La gente que encontramos por todas partes fue en general muy amable y cercana. Muchos hablaban español y tenían interés en practicar, lo que me impidió deslumbrarlos con mi francés de primer curso.

Nos queríamos quedar a vivir allí (para mí eso no es novedad, siempre me quiero quedar a vivir donde voy).

El viaje como terapia

La verdad es que me reí bastante en esos días. Muchas veces por las situaciones ridículas que se producían con el lenguaje: yo tratando de hablar francés, mi amiga en inglés y a veces a quien nos dirigíamos hablaba español…. Decíamos adiós al entrar o buenas noches a mediodía…

Otras, por las divertidas anécdotas que me contaba mi amiga de su traviesa infancia. Supongo que me encantaba escuchar sus peripecias porque me reflejaba como un espejo a la niña divertida escondida en mí que está deseando salir fuera.

Vivimos también momentos entrañables, compartimos emociones, experiencias y reflexiones que crearon bastante intimidad entre nosotras. Hubo buena sintonía y creo que supimos respetar nuestro espacio personal a pesar de compartir habitación, lo que hizo que todo fluyera bien. Me siento agradecida por la experiencia.

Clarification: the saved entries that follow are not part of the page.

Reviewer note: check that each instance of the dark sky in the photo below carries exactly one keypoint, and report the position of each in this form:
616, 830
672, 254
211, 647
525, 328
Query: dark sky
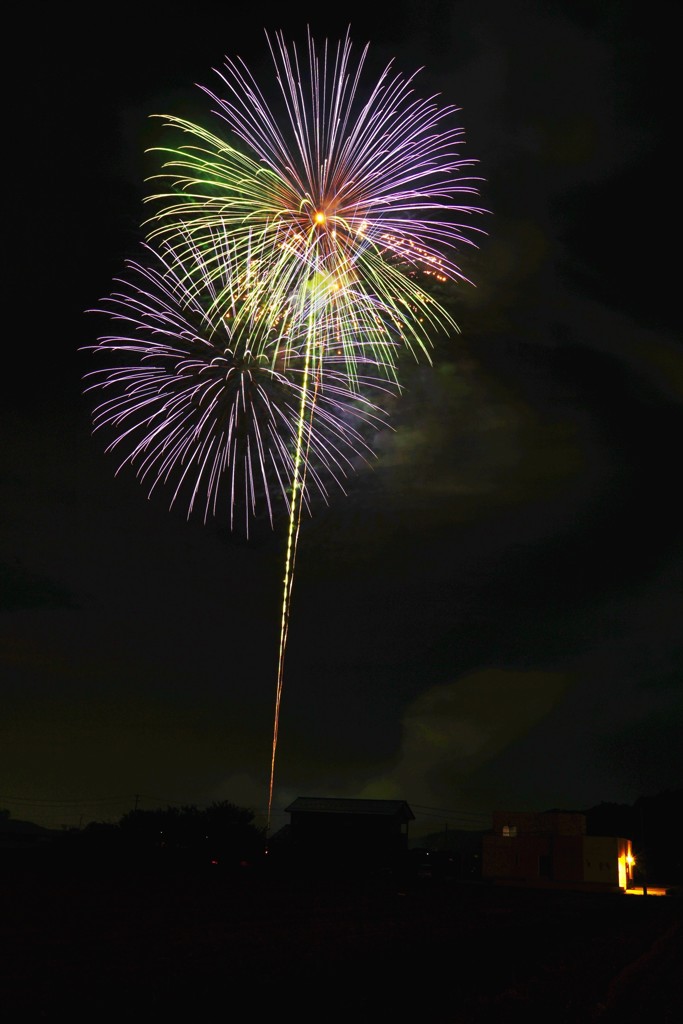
492, 617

Siguiendo el consejo de mi médico, a veces hago las cosas sin que me entusiasmen, sólo porque creo que me vendrán bien; él dice que ya le encontraré el gusto… y voy viendo que tiene razón. Me está gustando cada vez más asistir a las clases de francés que empecé hace poco, y me gustó mucho más ir al viaje. Estuvo muy bien estrechar lazos con mi amiga y sobre todo recuperar la esperanza en volver a gozar de la vida. Comprobé que no he perdido (como me temía) la capacidad de disfrute. Casi nada.